Catherine Li, an analyst at technology-market research firm Forrester Research Inc., calls advergaming a "sly" approach. It "really crosses that line between advertising and content, and that's probably why advertisers like it," she says.

Some worry that the absorbing nature of the games, the age of many of the players and the data collected in the surveys make for an uneven playing field. Advertisers are "being allowed to prey on your weakness," says Jeff Chester, head of the Center for Digital Democracy, a Washington, D.C., watchdog. Companies can create "little profiles of children and dangle ads for fast foods and snacks that they know they have a weakness for," he adds. "I consider that kind of advertising to be really unfair."

Major brand marketers say their game sites abide by guidelines for children-directed online advertising established by Children's Advertising Review Unit, an independent panel sanctioned by the Federal Trade Commission, which monitors ads on TV and the Web. First-time visitors to these sites usually have to register by providing their parents' e-mail address; most sites send a permission request to the parents' account.

A Kraft spokeswoman said adults are the intended audience for Nabiscoworld and Candystand.com, the company's other advergaming site. "We know that most of the visitors to these sites are adults," she adds.

"We believe that our products may be included in moderation as part of a balanced, healthy diet," says Charles Nicholas, a Frito-Lay spokesman. "In addition, we believe that advergaming, which is a small part of [our] promotional mix, does not undermine the promotion of an active, healthy life."

According to data from Nielsen Net Ratings, which tracks online usage, Nabiscoworld and Candystand notched a combined 4.2 million visits in February -- a 45% increase from February 2003 and an 83% rise from August 2002, when Nielsen began tracking advergaming.

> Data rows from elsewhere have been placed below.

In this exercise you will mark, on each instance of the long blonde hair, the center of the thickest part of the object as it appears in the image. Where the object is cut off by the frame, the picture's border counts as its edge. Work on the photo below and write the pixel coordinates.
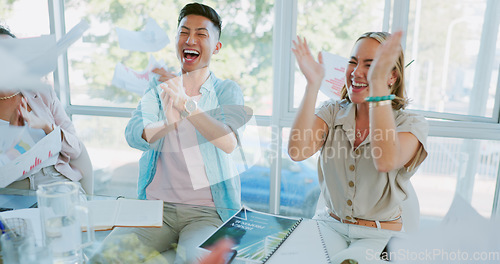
(398, 88)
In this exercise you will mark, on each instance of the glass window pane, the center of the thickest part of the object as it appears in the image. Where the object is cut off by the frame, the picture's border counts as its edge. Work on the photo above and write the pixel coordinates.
(467, 167)
(255, 180)
(25, 18)
(299, 184)
(115, 164)
(444, 39)
(334, 26)
(245, 57)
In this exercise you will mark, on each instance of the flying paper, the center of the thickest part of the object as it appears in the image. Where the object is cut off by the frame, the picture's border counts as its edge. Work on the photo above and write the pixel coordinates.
(152, 38)
(135, 81)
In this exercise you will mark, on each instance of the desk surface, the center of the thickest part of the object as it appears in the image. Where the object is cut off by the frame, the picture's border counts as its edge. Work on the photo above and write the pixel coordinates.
(306, 238)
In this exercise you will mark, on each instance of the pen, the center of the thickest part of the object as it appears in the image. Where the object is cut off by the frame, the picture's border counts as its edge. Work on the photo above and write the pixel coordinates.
(2, 225)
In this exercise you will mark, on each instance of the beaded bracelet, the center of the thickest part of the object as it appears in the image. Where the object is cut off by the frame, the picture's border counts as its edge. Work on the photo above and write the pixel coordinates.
(380, 98)
(380, 103)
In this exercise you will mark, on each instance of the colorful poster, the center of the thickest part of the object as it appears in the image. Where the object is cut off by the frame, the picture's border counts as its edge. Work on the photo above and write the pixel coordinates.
(28, 156)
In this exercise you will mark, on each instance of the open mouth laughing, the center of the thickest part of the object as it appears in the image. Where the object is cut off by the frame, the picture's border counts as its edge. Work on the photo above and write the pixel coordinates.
(190, 55)
(357, 87)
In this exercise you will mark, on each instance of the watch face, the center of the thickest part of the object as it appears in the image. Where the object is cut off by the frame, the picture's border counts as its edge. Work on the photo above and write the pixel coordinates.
(190, 105)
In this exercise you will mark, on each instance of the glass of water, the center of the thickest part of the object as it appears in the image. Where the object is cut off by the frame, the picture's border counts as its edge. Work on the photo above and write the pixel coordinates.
(61, 210)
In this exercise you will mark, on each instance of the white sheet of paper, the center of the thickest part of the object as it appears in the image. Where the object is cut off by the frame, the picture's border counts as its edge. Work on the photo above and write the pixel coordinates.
(15, 73)
(39, 155)
(152, 38)
(334, 75)
(31, 58)
(47, 62)
(135, 81)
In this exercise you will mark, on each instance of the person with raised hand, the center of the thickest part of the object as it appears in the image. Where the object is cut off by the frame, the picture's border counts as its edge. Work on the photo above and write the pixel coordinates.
(187, 125)
(370, 146)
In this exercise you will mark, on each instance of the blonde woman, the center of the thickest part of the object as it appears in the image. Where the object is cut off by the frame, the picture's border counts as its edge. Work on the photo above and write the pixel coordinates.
(370, 146)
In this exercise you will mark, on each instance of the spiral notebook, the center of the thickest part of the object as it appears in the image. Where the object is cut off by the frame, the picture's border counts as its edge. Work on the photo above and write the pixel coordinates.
(257, 235)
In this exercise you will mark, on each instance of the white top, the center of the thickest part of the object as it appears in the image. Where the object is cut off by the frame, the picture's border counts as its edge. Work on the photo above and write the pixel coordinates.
(180, 173)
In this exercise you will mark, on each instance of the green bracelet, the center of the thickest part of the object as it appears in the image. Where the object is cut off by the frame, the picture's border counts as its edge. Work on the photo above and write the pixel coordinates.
(380, 98)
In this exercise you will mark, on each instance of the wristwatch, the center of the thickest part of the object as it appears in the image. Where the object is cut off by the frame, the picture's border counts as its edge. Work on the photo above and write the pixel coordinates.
(189, 106)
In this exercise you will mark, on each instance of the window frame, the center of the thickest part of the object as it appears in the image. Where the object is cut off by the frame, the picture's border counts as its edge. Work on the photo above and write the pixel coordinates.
(285, 11)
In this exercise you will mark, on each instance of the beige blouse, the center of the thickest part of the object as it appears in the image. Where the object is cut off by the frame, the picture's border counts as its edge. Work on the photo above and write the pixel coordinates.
(350, 184)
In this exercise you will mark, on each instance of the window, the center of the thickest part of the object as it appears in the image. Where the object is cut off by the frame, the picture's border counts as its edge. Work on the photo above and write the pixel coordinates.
(245, 56)
(451, 72)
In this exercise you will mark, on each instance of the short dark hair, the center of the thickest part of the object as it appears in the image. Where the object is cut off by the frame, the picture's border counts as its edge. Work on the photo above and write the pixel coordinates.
(5, 31)
(201, 10)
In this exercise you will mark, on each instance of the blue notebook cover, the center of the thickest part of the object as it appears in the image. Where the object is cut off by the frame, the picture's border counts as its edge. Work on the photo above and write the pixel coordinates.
(256, 235)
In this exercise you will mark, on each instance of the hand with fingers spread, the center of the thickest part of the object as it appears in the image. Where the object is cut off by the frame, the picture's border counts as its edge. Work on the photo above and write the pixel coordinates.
(171, 114)
(164, 74)
(385, 59)
(175, 91)
(16, 119)
(312, 70)
(33, 120)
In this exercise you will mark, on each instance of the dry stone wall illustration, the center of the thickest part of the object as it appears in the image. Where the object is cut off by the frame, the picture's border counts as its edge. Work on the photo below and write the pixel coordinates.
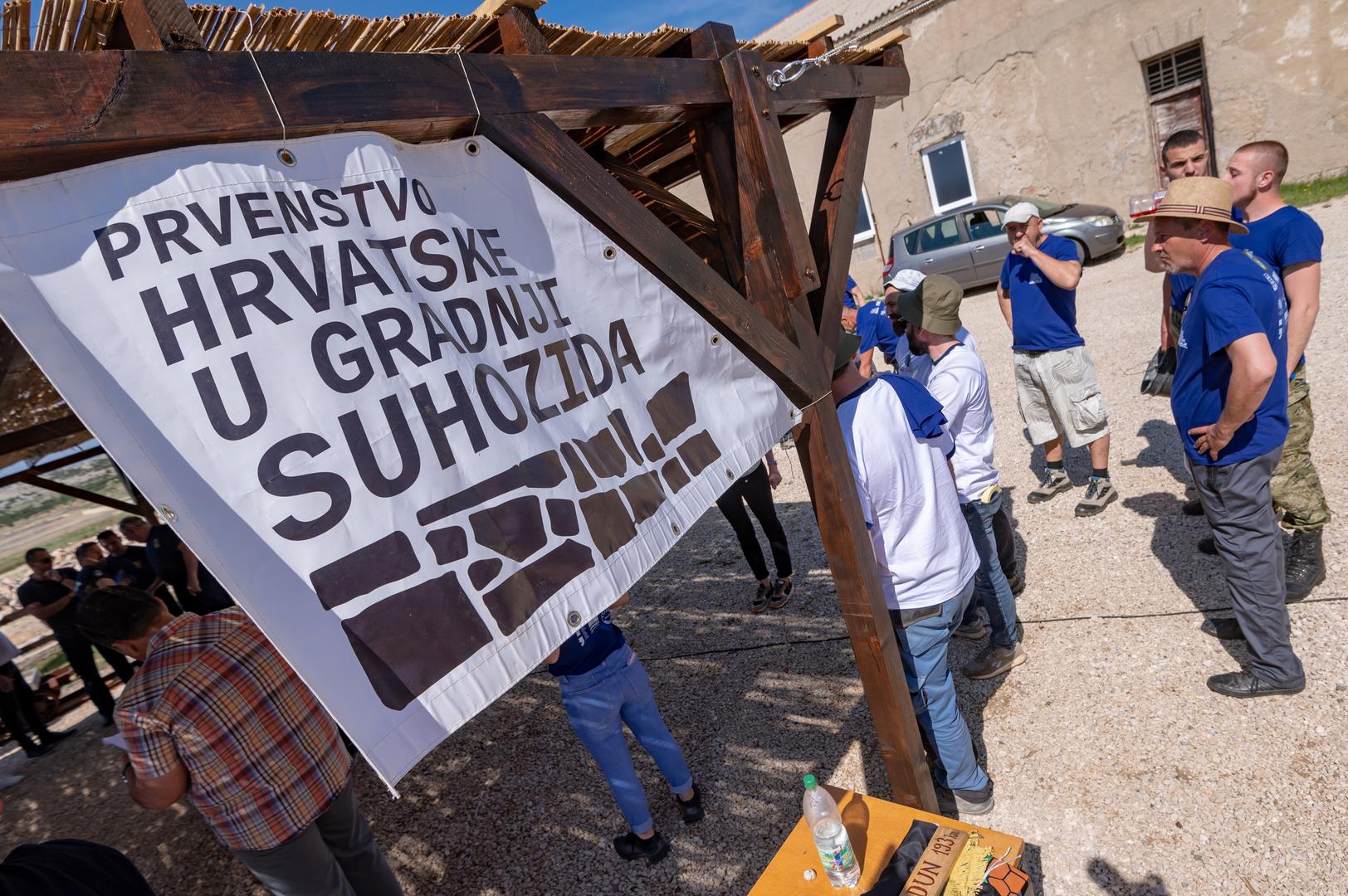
(414, 637)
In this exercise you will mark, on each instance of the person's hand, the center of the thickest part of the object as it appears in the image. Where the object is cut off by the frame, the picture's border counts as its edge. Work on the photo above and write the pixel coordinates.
(1211, 440)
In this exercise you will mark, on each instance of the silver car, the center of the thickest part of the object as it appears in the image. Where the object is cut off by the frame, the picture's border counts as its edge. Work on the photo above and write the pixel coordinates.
(969, 246)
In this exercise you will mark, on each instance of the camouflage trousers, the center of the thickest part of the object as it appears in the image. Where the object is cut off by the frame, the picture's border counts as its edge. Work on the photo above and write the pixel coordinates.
(1297, 494)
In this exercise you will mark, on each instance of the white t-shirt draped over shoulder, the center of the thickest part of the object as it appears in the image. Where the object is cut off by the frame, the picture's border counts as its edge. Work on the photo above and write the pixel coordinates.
(960, 383)
(909, 501)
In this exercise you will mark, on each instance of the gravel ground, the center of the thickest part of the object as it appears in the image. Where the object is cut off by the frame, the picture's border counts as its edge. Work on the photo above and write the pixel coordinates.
(1111, 757)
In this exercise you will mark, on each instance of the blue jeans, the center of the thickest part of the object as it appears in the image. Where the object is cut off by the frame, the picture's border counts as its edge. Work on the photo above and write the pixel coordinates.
(989, 584)
(924, 645)
(598, 704)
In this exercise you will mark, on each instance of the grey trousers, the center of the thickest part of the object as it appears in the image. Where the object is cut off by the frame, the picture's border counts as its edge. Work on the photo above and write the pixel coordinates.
(1239, 507)
(335, 856)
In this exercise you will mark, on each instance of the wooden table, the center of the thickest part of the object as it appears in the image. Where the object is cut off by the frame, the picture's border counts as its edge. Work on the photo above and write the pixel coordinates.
(875, 827)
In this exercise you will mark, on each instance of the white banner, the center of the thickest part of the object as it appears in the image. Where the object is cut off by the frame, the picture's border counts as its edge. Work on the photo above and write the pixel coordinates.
(412, 408)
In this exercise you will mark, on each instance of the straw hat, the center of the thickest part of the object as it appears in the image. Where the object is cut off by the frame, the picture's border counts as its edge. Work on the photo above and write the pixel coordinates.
(1199, 198)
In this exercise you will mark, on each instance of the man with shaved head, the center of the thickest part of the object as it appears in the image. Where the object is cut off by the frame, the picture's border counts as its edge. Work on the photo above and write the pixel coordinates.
(1289, 240)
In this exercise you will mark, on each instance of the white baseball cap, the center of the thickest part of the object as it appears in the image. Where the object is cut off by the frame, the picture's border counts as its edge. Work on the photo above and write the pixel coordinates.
(905, 280)
(1021, 213)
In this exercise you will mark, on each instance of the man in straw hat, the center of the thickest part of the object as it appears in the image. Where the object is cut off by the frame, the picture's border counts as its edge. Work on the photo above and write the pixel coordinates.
(1229, 401)
(1056, 382)
(898, 446)
(960, 383)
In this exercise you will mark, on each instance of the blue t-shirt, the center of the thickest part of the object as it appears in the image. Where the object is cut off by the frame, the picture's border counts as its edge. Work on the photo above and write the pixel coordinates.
(1287, 236)
(1237, 297)
(875, 328)
(1043, 317)
(588, 647)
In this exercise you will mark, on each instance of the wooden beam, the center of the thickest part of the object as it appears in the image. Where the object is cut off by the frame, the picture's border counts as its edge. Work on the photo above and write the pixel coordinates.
(778, 261)
(84, 494)
(39, 433)
(838, 197)
(154, 25)
(131, 101)
(541, 147)
(828, 25)
(520, 34)
(829, 475)
(53, 465)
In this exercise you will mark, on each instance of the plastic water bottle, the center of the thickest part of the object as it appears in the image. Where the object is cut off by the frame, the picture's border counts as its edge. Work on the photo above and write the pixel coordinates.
(825, 822)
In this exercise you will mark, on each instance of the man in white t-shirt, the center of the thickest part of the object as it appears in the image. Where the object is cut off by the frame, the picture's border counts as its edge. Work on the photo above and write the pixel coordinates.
(900, 455)
(957, 379)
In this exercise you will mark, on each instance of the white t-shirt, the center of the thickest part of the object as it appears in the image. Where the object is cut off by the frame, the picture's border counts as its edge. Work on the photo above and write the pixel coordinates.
(960, 383)
(921, 543)
(920, 365)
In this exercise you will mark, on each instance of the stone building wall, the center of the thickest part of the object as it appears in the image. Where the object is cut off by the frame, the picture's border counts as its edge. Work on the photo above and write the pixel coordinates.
(1050, 96)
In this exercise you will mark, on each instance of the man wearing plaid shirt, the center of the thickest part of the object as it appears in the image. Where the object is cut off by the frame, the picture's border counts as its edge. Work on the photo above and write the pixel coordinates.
(216, 713)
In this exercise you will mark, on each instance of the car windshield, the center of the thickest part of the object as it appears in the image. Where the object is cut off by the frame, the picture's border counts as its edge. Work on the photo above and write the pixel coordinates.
(1043, 205)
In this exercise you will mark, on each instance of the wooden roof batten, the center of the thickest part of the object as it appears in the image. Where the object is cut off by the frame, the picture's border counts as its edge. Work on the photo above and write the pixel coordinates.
(607, 121)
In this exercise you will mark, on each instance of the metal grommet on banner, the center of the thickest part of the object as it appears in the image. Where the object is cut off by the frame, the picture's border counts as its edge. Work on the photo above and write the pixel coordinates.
(285, 155)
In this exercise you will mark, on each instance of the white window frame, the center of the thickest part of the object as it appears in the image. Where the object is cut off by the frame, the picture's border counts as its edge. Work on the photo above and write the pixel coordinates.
(866, 236)
(968, 173)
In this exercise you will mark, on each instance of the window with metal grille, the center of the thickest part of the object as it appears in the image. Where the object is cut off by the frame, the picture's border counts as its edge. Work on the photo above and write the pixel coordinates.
(1175, 69)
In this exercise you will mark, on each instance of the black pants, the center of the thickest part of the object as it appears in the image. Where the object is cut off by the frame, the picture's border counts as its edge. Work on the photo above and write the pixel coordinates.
(754, 489)
(80, 652)
(21, 701)
(1004, 533)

Games often are designed with marketing in mind. Three years ago, PepsiCo commissioned Skyworks Technology Inc., a Hackensack, N.J., advergame developer, to create a customized racing-car game for the launch of a new soft drink, called Mission Code Red. Players had to recover a "hijacked shipment" of Pepsi's new drink. The top 1,000 scorers in the game got a free sample of Mission Code Red.

A spokesman says PepsiCo was happy with the response to its online effort, adding that the Mission Code Red launch was one of its most successful product introductions of the past 20 years.

Many advertisers suspect advergaming is a better way to reach young male customers, who are believed to be watching less TV and spending more time online.

Some parents don't seem to mind their kids playing the online games. But others are irritated by the electronic side effects. Fred Thompson, a Fredericksburg, Va., father of three children ranging from seven to 15 years old, says he recently had to pay a tech shop $200 to rid his children's computer of software used to generate onscreen ads and tracking "cookies," which accumulated partly from his kids' visits to advergame sites. "They're not only marketing to our children," says Mr. Thompson. "It's also costing us money."